This recipe from Jamie Oliver is a great way to use a glut of young courgettes, and makes a really tasty meal.
Ingredients (serves 2)
5 slices of bacon
2 small courgettes per person
1 tsp Thyme
Ground black pepper
1 egg yolk per person
150g penne pasta
Handful grated parmesan cheese
25ml cream/yoghurt/crème fraiche per person
- Quarter the courgettes and remove the pith from the middle. Then slice the courgettes into strips about the size of the penne pasta.
- Cut the bacon into chunks and fry in olive oil until the bacon begins to turn crispy brown at the edges.
- Add the courgettes and the pinch of ground black pepper and some of the prepared thyme and basil. Cook gently.

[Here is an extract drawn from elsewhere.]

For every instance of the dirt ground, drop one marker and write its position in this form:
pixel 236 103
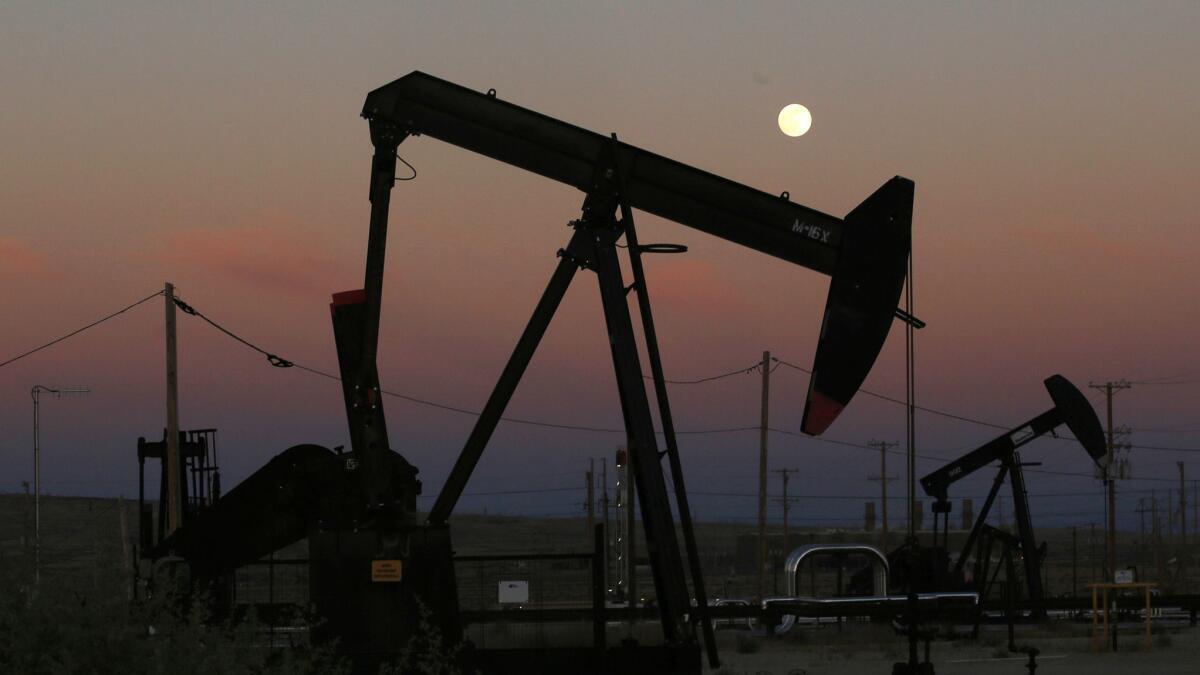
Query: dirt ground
pixel 873 650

- In the meantime add the penne to salted water and cook until al-dente
- To make the carbonara sauce mix the eggs with the grated cheese and cream/yoghurt/crème fraciche
- When the pasta has cooked add it to the courgettes in the pan. Don’t drain the pasta but use a colander ladle.
- Remove the courgettes/pasta from the heat and allow to cool for a moment or two. Then stir in the Carbonara sauce and mix. If you stir in the Carbonara whilst still on the heat the egg will turn to scrambled eggs.
- Add a sprinkling of thyme and a dash of olive oil and mix.